Outliers
rackio_AI.Outliers()In statistics, an outlier is a data point that differs significantly from other observations. An outlier may be due to variability in the measurement or it may indicate experimental error; the latter are sometimes excluded from the data set.[3] An outlier can cause serious problems in statistical analyses.
Attributes
- outliers: (dict) Its keys are the dataframe columns with outliers.
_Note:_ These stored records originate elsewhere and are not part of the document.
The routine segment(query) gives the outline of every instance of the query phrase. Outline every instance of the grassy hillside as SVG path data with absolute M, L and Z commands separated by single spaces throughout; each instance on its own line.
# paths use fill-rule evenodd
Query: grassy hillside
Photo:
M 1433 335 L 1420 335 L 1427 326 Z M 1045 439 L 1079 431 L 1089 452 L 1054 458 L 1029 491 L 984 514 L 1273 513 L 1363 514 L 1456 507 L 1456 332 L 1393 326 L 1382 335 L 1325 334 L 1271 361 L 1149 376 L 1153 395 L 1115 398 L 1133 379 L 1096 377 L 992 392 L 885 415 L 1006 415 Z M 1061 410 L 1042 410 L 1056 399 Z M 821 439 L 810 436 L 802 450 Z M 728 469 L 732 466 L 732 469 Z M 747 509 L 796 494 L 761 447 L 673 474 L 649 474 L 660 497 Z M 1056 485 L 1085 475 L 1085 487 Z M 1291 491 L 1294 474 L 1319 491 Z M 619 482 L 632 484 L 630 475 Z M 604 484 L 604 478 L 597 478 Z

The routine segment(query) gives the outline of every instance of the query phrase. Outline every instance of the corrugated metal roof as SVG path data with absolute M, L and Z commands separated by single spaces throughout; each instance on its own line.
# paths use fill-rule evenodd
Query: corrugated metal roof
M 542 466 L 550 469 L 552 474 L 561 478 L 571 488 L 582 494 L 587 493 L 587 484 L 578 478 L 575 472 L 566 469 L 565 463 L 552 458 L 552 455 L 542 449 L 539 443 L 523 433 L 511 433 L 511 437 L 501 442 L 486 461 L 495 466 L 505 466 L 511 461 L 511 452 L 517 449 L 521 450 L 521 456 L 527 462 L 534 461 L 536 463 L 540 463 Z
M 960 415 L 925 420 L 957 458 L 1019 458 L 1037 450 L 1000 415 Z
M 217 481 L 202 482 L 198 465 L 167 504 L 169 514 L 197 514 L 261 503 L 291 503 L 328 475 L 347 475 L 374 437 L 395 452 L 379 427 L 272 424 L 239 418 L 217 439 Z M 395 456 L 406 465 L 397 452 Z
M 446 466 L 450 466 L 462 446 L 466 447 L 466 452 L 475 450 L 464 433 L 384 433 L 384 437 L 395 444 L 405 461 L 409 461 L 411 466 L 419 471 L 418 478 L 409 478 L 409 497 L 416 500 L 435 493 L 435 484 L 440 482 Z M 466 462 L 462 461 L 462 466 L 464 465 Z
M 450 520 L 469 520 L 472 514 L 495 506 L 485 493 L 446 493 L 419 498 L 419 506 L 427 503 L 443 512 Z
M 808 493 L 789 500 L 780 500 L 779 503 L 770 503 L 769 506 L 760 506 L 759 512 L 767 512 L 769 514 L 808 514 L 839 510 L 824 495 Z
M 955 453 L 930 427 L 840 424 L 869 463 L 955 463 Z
Keys:
- column_name: (dict) Contains the following keys:
- locs: (list) locations where were the outliers added
- values: (list) Outliers values added
- column_name: (dict) Contains the following keys:
- detected: (dict)
- column_name: (dict) Contains the following keys:
- locs: (list) locations where were the outliers added
- values: (list) Outliers values added
- performance: (float)
- column_name: (dict) Contains the following keys:
- optimizer_result: (pandas.DataFrame)
add(self, df, percent=5, method='tf', cols=None)Creates outliers values in a dataframe based on a given method
Parameters
- :param df: (pandas.DataFrame) Data to add outlier
- :param percent: (float) outliers percent
- :param method: (str) custom function name to calculate outlier
- "tf": tukey-fence method
- :param cols: (list) column names to add outliers, default None
- If "None" outliers will be added to all columns
returns
- df: (pandas.DataFrame) Data with outliers added
Snippet code
>>> import matplotlib.pyplot as plt
>>> from rackio_AI import Outliers
>>> df = pd.DataFrame(np.random.randn(100,2), columns=["a", "b"])
>>> out = Outliers()
>>> df = out.add(df)
>>> ax = plt.plot(df["a"], '-r', df["b"], '-b', out.outliers["a"]["locs"], out.outliers["a"]["values"], 'rD', out.outliers["b"]["locs"], out.outliers["b"]["values"], 'bD')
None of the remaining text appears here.